Hillary and Magaziner worked in secret? Not at all. They heard an endless stream oif views from across the industry, but they heard from people in the trenches. They did not hear from special interest pressure groups like the American Medical Association or the Pharmaceutical Manufacturers of America. Nor should they have: this wasn’t about fashioning a plan to make the industries happy. Those were the industries that had broken the American heath care system. Their points of view were not nearly as important as those of people, including citizens, doctors, nurses and innumerable members of Congress, who wanted to fix the system, not perpetuate its failings hyper-profitable to a few. Nevertheless, Congressional Quarterly reported that Hillary’s task force met with 572 organizations. The headline on that story: “Clinton Task Force All Ears on the Subject of Overhaul.”

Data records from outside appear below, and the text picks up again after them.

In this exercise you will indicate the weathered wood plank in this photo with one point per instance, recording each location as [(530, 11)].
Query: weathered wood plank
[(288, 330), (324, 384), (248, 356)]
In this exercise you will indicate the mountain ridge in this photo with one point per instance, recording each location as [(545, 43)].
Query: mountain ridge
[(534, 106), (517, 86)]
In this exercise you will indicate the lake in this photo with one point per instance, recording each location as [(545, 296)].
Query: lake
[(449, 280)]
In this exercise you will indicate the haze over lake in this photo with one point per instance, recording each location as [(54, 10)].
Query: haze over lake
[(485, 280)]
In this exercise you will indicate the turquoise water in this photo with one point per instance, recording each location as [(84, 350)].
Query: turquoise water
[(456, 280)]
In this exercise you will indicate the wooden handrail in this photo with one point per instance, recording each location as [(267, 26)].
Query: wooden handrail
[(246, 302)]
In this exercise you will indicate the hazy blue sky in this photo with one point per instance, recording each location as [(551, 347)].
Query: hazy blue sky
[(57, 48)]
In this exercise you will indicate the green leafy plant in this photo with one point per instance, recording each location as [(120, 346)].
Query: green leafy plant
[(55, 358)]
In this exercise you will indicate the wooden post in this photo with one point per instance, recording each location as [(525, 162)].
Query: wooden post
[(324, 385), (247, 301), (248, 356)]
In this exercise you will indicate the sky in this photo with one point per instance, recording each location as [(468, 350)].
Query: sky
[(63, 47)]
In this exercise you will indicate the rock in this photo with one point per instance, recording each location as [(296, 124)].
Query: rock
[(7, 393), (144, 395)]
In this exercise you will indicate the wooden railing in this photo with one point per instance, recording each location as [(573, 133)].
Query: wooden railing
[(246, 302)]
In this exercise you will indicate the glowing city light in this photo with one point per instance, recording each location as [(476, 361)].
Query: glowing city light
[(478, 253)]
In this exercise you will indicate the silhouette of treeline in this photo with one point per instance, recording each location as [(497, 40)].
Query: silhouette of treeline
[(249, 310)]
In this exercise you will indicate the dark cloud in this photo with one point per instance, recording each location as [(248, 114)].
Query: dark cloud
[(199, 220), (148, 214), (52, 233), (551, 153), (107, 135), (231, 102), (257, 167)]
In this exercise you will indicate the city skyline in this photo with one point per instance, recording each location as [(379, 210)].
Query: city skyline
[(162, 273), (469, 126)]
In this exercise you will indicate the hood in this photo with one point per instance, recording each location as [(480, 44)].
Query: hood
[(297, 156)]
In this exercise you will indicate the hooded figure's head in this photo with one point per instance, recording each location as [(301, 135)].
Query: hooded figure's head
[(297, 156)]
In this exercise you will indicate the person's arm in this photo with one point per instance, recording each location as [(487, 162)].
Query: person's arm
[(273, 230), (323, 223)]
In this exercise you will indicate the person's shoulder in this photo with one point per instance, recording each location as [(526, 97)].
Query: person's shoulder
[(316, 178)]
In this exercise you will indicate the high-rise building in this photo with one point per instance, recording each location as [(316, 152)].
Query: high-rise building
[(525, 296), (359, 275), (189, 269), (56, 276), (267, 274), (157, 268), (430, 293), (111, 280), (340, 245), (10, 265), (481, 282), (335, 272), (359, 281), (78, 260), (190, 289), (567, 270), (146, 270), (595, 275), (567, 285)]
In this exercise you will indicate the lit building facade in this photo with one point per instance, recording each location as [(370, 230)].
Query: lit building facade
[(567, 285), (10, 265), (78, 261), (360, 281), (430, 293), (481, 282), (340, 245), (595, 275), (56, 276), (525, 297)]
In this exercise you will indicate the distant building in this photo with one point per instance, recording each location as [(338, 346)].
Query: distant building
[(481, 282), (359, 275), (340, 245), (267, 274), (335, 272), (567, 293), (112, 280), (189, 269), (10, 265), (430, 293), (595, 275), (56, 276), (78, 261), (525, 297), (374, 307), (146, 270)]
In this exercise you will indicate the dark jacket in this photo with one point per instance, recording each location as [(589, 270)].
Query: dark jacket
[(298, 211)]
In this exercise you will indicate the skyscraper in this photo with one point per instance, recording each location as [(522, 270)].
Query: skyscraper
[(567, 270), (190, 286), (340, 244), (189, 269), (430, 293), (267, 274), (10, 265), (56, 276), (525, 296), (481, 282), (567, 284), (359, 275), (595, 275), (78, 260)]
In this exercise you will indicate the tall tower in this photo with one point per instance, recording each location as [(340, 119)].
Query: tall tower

Not that Hillary Clinton and Magaziner didn’t play into an enormous gaffe originally committed by George Stephanopoulous, the president’s communications director at the time: he would not allow the health task force to talk to the press, but rather address its ideas directly to that amorphous “American public” by way of the talk shows. Big, huge, massive mistake. No question. But that wasn’t a problem of secrecy. It was a problem with White House strategy, and a perception of secrecy. Still, it stuck, no matter how much Hillary Clinton, never a friend of the press, has recognized it to have been a problem, and apologized for it.

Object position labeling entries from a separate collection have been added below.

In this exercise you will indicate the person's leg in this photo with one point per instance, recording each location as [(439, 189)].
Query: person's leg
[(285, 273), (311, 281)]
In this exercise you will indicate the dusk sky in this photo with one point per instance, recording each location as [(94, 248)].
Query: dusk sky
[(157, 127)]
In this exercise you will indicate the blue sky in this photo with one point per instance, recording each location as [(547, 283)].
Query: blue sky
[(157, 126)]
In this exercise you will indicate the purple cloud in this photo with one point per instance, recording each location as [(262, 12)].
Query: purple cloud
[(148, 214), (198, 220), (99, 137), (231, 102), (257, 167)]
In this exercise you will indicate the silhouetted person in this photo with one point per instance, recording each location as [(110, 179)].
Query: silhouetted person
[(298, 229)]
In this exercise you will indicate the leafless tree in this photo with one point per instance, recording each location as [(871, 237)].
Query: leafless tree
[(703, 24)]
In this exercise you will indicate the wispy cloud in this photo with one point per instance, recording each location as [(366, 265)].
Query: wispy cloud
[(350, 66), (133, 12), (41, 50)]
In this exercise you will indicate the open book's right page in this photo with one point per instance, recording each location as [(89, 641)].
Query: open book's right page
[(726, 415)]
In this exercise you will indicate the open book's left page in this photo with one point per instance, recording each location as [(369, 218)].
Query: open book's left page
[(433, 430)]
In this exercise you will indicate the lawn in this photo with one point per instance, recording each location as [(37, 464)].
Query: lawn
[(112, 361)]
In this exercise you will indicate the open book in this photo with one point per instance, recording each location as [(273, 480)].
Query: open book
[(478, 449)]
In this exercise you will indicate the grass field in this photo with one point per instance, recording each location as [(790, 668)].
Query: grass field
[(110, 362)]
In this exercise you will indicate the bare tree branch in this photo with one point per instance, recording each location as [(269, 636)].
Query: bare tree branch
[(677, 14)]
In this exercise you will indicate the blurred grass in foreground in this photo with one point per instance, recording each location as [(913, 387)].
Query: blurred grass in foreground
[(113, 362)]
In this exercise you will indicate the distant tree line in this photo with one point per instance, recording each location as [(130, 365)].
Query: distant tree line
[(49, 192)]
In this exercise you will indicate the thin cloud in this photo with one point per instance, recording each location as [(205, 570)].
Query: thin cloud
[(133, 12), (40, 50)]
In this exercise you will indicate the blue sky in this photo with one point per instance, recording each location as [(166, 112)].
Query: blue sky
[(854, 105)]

And when Clinton was presenting her ideas to the public by way of Congress, no one was complaining. As James Fallows wrote in the Atlantic in a January 1995 piece on the disinformation campaign against the Clinton plan, “In late September 1993, when Hillary Clinton appeared before five congressional committees in three days to explain the rationale behind the bill, not a single legislator complained about ‘closed’ or ‘secretive’ deliberations”: not Robert Dole, not Robert Packwood, not John Danforth—Republican senators who later came out against the bill.” No, the task force became “secretive” only when the insurance and pharmaceutical industries’ K Street boys heard from their shareholders and went to work assassinating the plan’s substance and character using trumped up claims and the business equivalent of race-baiting: painting Hillary as a latter-day predator, who happened to be a bitch-dyke instead of a nigger, they invented the lie that the government was coming between families and their doctors.

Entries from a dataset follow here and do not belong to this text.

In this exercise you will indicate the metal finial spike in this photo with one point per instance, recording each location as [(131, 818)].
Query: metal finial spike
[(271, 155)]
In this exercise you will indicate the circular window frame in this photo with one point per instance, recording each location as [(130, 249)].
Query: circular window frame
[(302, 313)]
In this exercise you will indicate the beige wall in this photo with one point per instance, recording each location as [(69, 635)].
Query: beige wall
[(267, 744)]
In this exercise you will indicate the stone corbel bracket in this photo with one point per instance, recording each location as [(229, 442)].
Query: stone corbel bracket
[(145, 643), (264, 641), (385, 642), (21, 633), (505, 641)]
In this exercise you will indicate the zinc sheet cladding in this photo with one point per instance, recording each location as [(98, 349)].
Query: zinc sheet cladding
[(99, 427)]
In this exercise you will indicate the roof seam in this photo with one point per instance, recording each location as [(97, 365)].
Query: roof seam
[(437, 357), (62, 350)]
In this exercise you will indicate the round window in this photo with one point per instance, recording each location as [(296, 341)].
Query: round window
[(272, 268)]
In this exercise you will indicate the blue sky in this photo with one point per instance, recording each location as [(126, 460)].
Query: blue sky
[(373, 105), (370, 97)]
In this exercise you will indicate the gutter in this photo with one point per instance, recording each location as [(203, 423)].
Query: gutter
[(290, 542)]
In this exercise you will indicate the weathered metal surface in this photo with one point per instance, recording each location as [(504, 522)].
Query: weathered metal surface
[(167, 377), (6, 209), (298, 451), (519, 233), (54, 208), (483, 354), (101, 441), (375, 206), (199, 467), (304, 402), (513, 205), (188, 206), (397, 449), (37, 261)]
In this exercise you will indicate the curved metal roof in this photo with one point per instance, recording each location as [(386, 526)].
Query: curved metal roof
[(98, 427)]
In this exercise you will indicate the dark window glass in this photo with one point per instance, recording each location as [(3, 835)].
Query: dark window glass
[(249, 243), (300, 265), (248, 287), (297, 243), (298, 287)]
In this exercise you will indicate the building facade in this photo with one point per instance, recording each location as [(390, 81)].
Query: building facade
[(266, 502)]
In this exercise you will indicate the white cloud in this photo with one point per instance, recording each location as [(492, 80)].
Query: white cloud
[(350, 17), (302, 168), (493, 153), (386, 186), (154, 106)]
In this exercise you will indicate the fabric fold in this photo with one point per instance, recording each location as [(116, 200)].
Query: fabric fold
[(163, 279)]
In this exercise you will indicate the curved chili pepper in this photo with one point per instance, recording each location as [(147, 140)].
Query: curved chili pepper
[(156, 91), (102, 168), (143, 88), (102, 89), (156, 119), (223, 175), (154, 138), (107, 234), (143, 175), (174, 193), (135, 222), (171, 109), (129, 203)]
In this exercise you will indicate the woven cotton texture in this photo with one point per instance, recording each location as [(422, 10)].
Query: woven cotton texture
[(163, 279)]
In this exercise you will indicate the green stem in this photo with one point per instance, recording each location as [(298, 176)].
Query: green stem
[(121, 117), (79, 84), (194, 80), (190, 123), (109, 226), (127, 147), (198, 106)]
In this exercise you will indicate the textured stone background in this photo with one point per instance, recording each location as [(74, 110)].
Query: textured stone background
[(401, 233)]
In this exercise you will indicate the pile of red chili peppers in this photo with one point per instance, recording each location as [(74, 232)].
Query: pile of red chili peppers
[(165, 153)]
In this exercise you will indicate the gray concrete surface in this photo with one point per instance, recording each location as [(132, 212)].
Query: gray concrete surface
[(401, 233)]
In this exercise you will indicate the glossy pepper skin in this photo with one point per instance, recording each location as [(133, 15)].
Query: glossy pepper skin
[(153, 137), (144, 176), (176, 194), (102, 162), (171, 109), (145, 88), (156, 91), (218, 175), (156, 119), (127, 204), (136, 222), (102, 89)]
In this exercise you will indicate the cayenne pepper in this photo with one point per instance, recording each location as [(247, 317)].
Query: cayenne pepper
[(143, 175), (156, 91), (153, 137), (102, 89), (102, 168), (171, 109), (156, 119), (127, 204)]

There were other issues and other problems with the plan, but in essence it all went back to this: insurers wanted their pie untouched, and they succeeded. “Hillarycare” wanted to change that fatal formula: the United States spends twice, per capita, on health care than most industrial countries, with results that are twice as bad. The pan failed. And things have gotten worse.

Had “Hillarycare” passed with all its faults in 1993, we’d have been a more just, healthier, happier society. We’d be better off even if that old plan passed today, the alternative being so dismal. But “Hillarycare” repaired and cognizant of its previous faults—meaning a vast improvement on the 1993 plan—can mean one thing: the best of the 1993, few of its faults, and many things we’ve learned since. Among them an old lesson: the enemy is still the insurance industry and its Republican lackeys who think bootstraps are somehow a synonym of band-aids.